Plusieurs changements ont eut lieu récemment dans la vie de la créatrice Nawal Sekkat. Le moins important, même s’il est très symbolique, est le transfert à Casablanca de l’atelier à proximité du boulevard Ghandi. Nawal Sekkat s’y est installée, il y a cinq mois, en mars 2012. Elle dispose désormais d’un nouvel espace conçu de manière fonctionnelle pour permettre la production de nouvelles œuvres. Elle pourra également y recevoir les professionnels intéressés par son travail ainsi que les collectionneurs. C’est que ce travail évolue rapidement, non pas tellement dans ce que l’artiste a à dire, dans son expression plastique ou la construction globale de l’espace, que dans la manière par laquelle elle s’exprime. L’expression est ainsi la même, c’est la technique qui change. Ce qui justifie la préparation du premier véritable catalogue de l’œuvre afin que ces changements deviennent parfaitement visibles.
Dès les débuts de Nawal Sekkat, et plus particulièrement à partir de 2006, une vingtaine de personnes ont cru en la valeur de l’œuvre, décelant précocement un véritable potentiel. À commencer par Omar Bouragba. Et ces personnes continuent à faire confiance à cette artiste. D’autres se sont ajoutées depuis. Ainsi, Saad Ben Seffaj, l’artiste renommé de Tétouan, a été, à son tour, intéressé par ce qui apparaît actuellement avec la maîtrise de nouveaux moyens d’expression.
Il est vrai que pour Nawal Sekkat, il existe un intense plaisir de faire des recherches, y compris durant la nuit, dans son nouvel atelier. Elle y passe des moments exceptionnels à expérimenter des procédés inhabituels au Maroc. C’est ainsi qu’elle découvre des réactions nouvelles entre divers produits, ce qui permet d’imaginer des procédés insolites.

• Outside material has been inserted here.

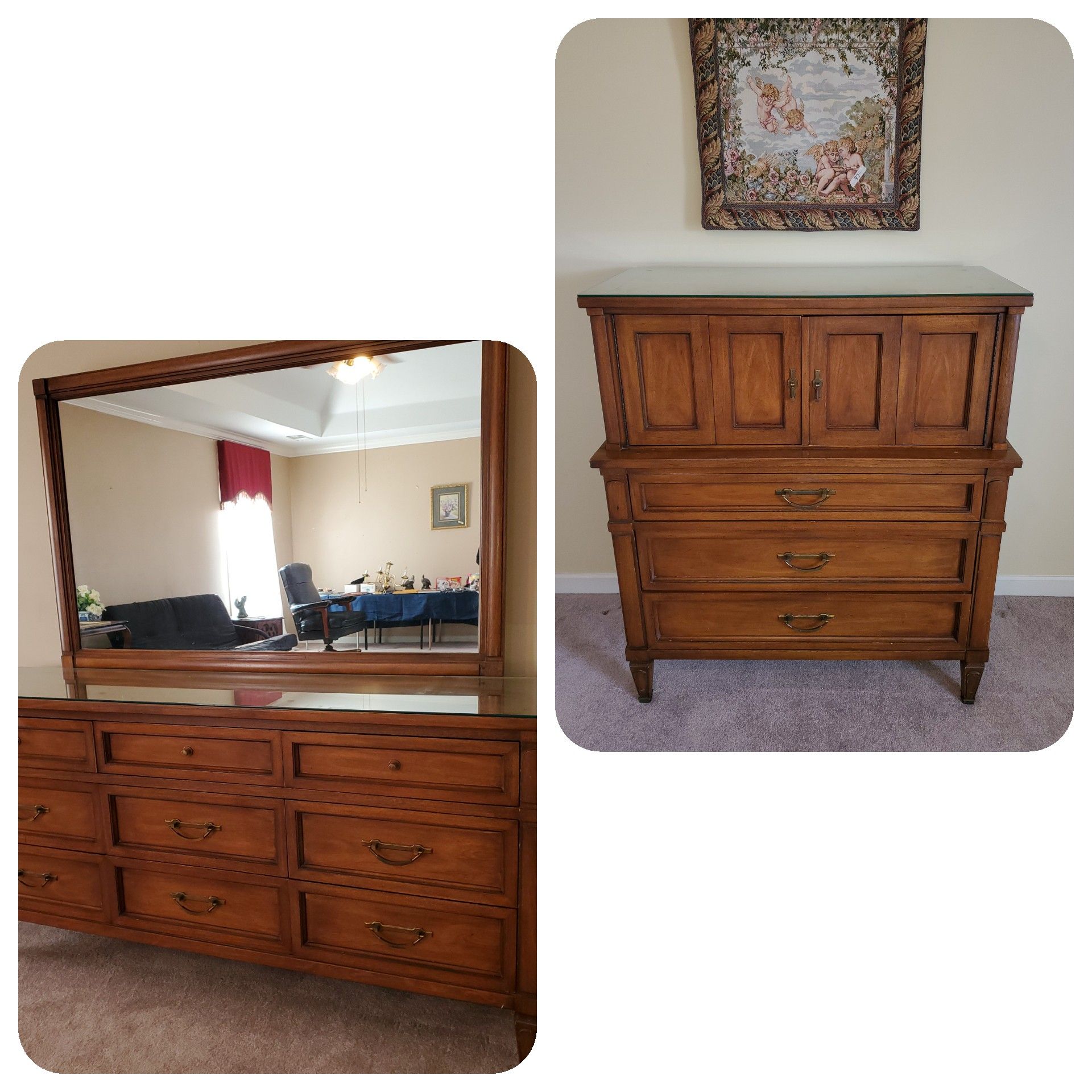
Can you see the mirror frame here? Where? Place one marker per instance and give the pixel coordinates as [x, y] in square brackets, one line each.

Nawal Sekkat a toujours aimé évoluer, explorer d’autres moyens ou aller vers d’autres horizons. Et cela se comprend.
L’artiste n’a pas été formatée par une école des Beaux-Arts qui, aujourd’hui, apprennent surtout des techniques qui vont, chez la plupart des élèves, devenir comme naturelles, tellement évidentes qu’on ne les remettra pas en cause. Les élèves maîtrisent ainsi presque totalement ce qui se passe. Et il leur reste surtout à trouver des thèmes originaux. Ce n’est nullement le cas de Nawal Sekkat. Son école ne fit ni l’Institut des Beaux-Arts de Tétouan, ni l’école de Casablanca.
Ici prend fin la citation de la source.